Israel não estendeu a al-Sharaa a mesma acolhida que Washington. Enquanto os Estados Unidos avançaram rumo à plena reabilitação, Jerusalém continuou tratando o norte da Síria como um teatro de operações de segurança ativo, atacando suspeitas de transferência de armas e infraestrutura militar dentro do país desde a queda de Assad e expressando abertamente preocupação, segundo o Axios, de que a Turquia possa estar auxiliando Damasco a obter material nuclear não declarado.
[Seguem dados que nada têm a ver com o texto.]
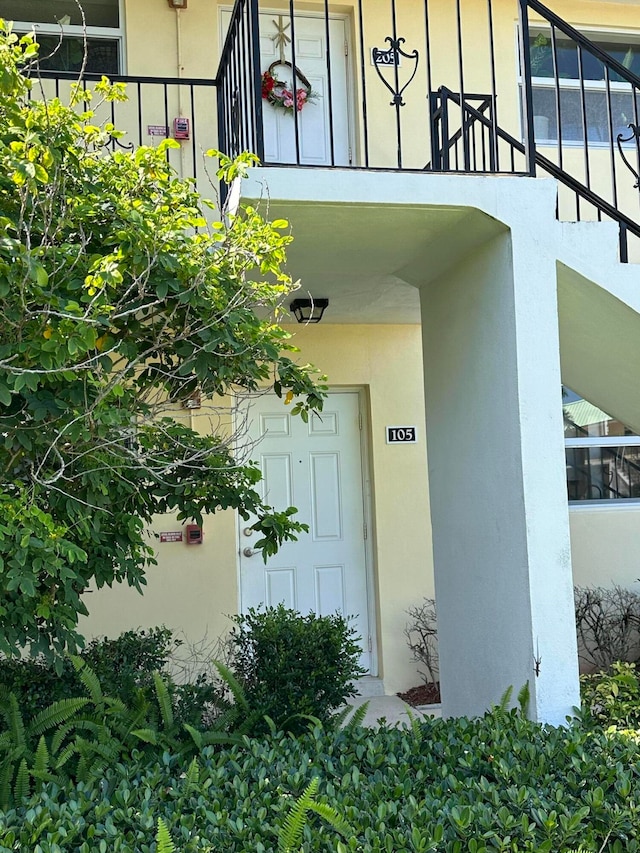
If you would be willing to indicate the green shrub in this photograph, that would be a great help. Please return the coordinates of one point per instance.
(293, 665)
(500, 784)
(123, 666)
(612, 698)
(76, 739)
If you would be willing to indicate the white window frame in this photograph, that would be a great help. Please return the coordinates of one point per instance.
(74, 30)
(597, 35)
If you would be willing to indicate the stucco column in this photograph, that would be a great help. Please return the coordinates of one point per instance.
(496, 480)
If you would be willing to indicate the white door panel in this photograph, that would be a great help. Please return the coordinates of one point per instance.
(314, 120)
(316, 467)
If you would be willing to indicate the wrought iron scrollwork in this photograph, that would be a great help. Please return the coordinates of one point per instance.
(394, 51)
(635, 134)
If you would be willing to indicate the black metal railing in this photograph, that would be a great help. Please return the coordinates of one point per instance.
(407, 103)
(156, 108)
(404, 89)
(581, 107)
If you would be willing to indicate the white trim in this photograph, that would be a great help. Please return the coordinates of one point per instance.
(78, 31)
(613, 505)
(593, 33)
(603, 441)
(349, 59)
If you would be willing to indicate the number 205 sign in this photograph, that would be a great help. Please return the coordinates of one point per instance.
(401, 435)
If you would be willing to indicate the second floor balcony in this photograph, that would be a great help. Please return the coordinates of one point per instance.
(503, 87)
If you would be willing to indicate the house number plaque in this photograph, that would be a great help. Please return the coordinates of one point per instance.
(401, 435)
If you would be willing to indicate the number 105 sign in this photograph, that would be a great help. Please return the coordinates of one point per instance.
(401, 435)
Um homem que os Estados Unidos caçaram como terrorista por mais de uma década agora governa um país que detém material nuclear não declarado, sem um plano de remoção finalizado e com a ambição declarada de construir um programa nuclear, tudo isso dentro de um Estado com um histórico comprovado de ultrapassar todos os limites estabelecidos pelo mundo em torno de seu arsenal químico. Para Israel, essa combinação, em sua própria fronteira norte, sob um líder cuja transformação é medida em meses, e não em anos, não é uma curiosidade diplomática. É uma nova frente.

Fonte: Israel 365.

“E ouvireis de guerras e de rumores de guerras;…” Mateus 24:6

21 de agosto de 2026.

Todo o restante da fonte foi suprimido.